| Literature DB >> 35855017 |
J Manuel Sarmiento1, Justin D Cohen1, Robin M Babadjouni1, Miguel D Quintero-Consuegra1, Nestor R Gonzalez1, Tiffany G Perry1.
Abstract
BACKGROUND: Cervical spine surgery sometimes necessitates complex ventral/dorsal approaches or osteotomies that place the vertebral artery (VA) at risk of inadvertent injury. Tortuosity of the VA poses increased risk of vessel injury during anterior decompression or placement of posterior instrumentation. OBSERVATIONS: In this report, the authors describe a patient with degenerative cervical spondylotic myelopathy and focal kyphotic deformity requiring corrective surgery via a combined ventral/dorsal approach. Computed tomography (CT) and CT angiography (CTA) of the spine identified a left medially enlarged C4 transverse foramen and tortuous VA V2 segment forming a potentially dangerous medial loop into the vertebral body, respectively. The patient's presentation and management are described. LESSONS: The course of the VA is variable, and a tortuous VA with significant medial or lateral displacement may be dangerous during ventral and dorsal approaches to the cervical spine. CTA of the cervical spine is warranted in cases in which atlantoaxial fixation is needed or suspicious transverse foramen morphology is identified to understand the course of the VA and identify anatomical variations that would put the VA at risk during cervical spine surgery.Entities:
Keywords: CT = computed tomography; CTA = computed tomography angiography; GAD+ = glutamic acid decarboxylase–positive; MRI = magnetic resonance imaging; VA = vertebral artery; cervical spine; tortuous; vertebral artery
Year: 2021 PMID: 35855017 PMCID: PMC9245845 DOI: 10.3171/CASE2198
Source DB: PubMed Journal: J Neurosurg Case Lessons ISSN: 2694-1902
FIG. 1.Preoperative sagittal flexion (A), neutral (B), and extension (C) cervical radiographs showing a flexible cervical kyphotic deformity.
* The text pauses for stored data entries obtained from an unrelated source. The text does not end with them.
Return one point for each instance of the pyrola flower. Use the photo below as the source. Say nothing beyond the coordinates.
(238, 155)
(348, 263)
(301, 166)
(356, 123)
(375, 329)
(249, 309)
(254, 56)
Anterior subluxation of C3 on C4, C4 on C5, and C5 on C6 is seen. A Cobb angle of 6° is measured from the superior endplate of C4 to the inferior endplate of C6 (B).
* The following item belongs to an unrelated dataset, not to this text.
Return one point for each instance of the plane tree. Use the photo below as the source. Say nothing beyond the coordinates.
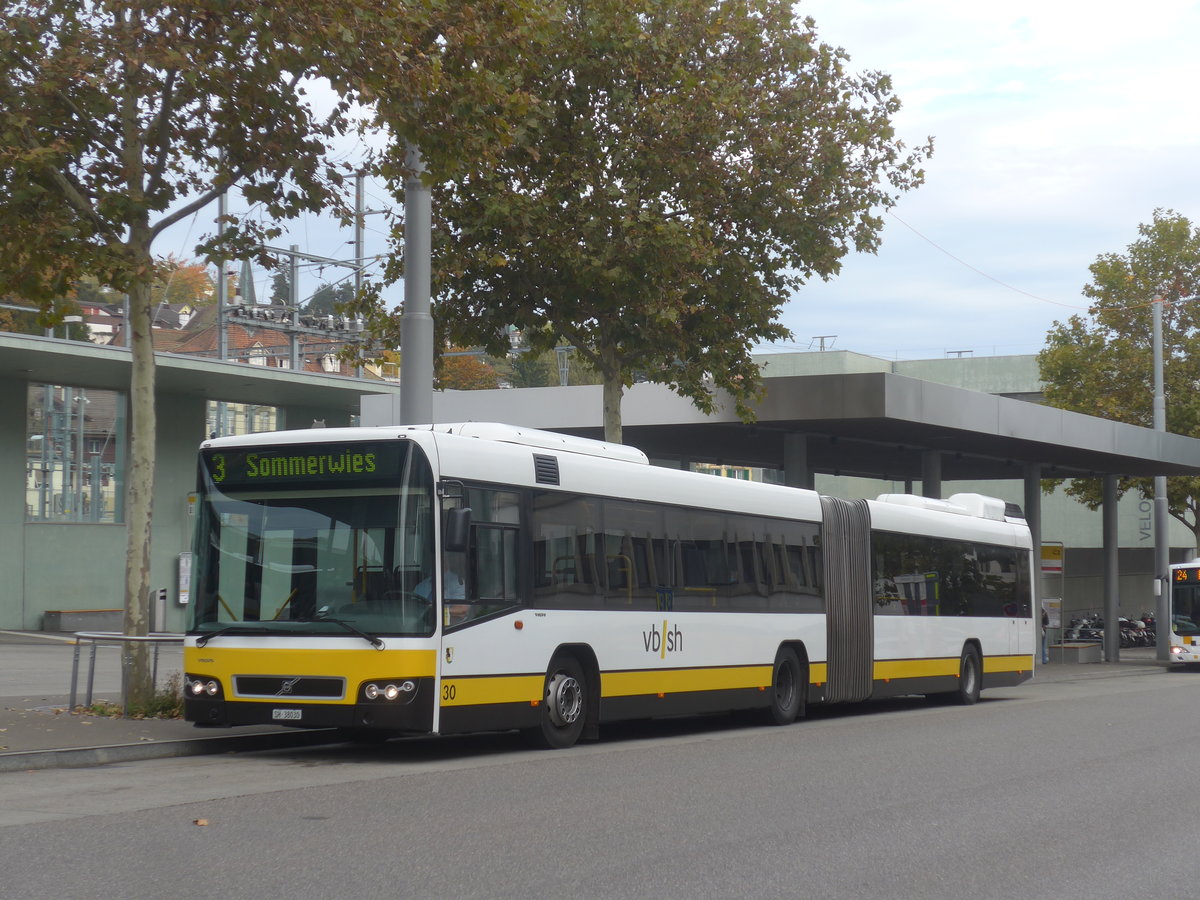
(1102, 364)
(120, 118)
(684, 168)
FIG. 2.Sagittal MRI (A) of the cervical spine showing evidence of severe central canal stenosis at C3–4 and worse at C4–5 with associated spinal cord myelomalacia. Sagittal CT (B) of the cervical spine showing an enlarged C4 transverse foramen at the center of the vertebral body. An eroded and diminutive left C4 lateral mass is seen (asterisk). The left C2 pedicle is narrow (arrow). Axial CT (C) of the cervical spine showing an enlarged right C2 transverse foramen (X) and congenitally narrow pedicle (arrow).
FIG. 3.Three-dimensional CTA showing a medial loop in the left VA mid-V2 segment at C4 (star) and a medial loop in the right VA distal-V2 segment at C2 (arrow).
FIG. 4.Axial CTA scans at the level of lower C4 vertebra (A), midlevel C4 vertebra (B), and upper C4 vertebra (C) showing a left medially enlarged C4 transverse foramen and tortuous VA V2 segment (asterisks) forming a medial loop into the C4 vertebral body up to the margin of the uncinate process. Axial CTA scans of the midlevel C2 vertebra (D) and upper C2 vertebra (E) showing a right tortuous VA distal-V2 segment (asterisks) medialized into the lateral mass. Sagittal CT scan showing an enlarged right C2 transverse foramen and narrow isthmus (F; arrow).
FIG. 5.Postoperative sagittal cervical radiograph showing good correction of the C4–5 subluxation and segmental correction of cervical kyphosis. Cobb angle of 1° is measured from the superior endplate of C4 to the inferior endplate of C6.